Cerebrospinal Fluid Aβ40 Improves the Interpretation of Aβ42 Concentration for Diagnosing Alzheimer's Disease

Aline Dorey  1 Armand Perret-Liaudet  2 Yannick Tholance  3 Anthony Fourier  4 Isabelle Quadrio  4
Affiliations

Cerebrospinal Fluid Aβ40 Improves the Interpretation of Aβ42 Concentration for Diagnosing Alzheimer's Disease

Aline Dorey et al. Front Neurol. .

Abstract

The combination of decreased amyloid β42 (Aβ42) and increased total tau proteins (T-Tau) and phosphorylated tau (P-Tau) in cerebrospinal fluid (CSF) has recently been considered as a biological diagnostic criterion of Alzheimer's disease (AD). Previous studies showed significant heterogeneity in CSF Aβ42 levels to discriminate AD from non-AD patients. It was also suggested that the CSF amyloid peptide β42/β40 ratio has better diagnostic performance than Aβ42 alone. The objective of the present study was to investigate the potential added value of determining CSF amyloid β40 peptide (Aβ40) for biological diagnosis of AD when CSF Aβ42 levels failed. CSF AD biomarkers were run in 2,171 samples from 1,499 AD and 672 non-AD patients.
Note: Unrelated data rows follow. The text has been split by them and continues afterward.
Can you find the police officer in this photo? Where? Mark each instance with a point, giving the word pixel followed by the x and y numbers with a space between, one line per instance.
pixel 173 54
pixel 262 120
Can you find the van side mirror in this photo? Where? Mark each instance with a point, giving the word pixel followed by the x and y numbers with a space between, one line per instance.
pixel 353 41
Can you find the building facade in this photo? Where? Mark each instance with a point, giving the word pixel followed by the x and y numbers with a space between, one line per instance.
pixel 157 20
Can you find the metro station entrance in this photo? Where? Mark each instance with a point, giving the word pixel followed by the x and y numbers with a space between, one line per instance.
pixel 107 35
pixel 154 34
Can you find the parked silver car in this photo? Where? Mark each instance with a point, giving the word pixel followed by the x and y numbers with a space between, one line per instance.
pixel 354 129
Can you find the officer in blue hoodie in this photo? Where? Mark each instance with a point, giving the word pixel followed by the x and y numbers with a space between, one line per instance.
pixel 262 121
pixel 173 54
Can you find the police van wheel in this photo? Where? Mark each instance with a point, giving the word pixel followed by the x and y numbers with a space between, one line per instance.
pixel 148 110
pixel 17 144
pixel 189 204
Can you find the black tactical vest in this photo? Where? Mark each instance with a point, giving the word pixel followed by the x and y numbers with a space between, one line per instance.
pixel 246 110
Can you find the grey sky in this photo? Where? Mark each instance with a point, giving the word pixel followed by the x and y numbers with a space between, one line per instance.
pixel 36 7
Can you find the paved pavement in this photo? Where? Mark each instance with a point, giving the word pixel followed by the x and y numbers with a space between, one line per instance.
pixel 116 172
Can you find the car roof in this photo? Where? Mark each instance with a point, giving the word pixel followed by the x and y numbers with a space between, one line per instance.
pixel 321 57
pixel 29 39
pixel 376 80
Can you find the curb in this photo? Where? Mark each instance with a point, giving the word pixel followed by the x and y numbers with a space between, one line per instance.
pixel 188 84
The following pathologic thresholds were used to define an AD-positive CSF biomarker profile: T-Tau ≥ 400 ng/L, P-Tau181 ≥ 60 ng/L, and Aβ42 ≤ 700 ng/L. CSF Aβ40 was assayed in AD patients with CSF Aβ42 levels above 700 ng/L and non-AD patients with CSF Aβ42 levels below 700 ng/L. CSF Aβ40 levels were higher in AD than non-AD patients. The receiver operator characteristic curves of CSF Aβ40 and the Aβ42/Aβ40 ratio defined AD cut-off values at 12,644 ng/L and 0.06, respectively. In AD patients with non-pathological CSF Aβ42, CSF Aβ40 concentration was able to correct 76.2% of cases when expressed as CSF Aβ42/Aβ40 ratio and 94.7% of cases when used alone. Using CSF Aβ42 and then CSF Aβ40, the percentage of misinterpreted AD patients fell to 1.0%. CSF Aβ40 concentration improved interpretation of Aβ42 level for the diagnosis of AD. CSF Aβ40 alone showed better diagnostic performance than the amyloid peptide Aβ42/Aβ40 ratio. The added value of determining CSF Aβ40 in AD diagnosis now needs confirming in a cohort of definite AD patients and to be completed with novel amyloid cascade biomarkers.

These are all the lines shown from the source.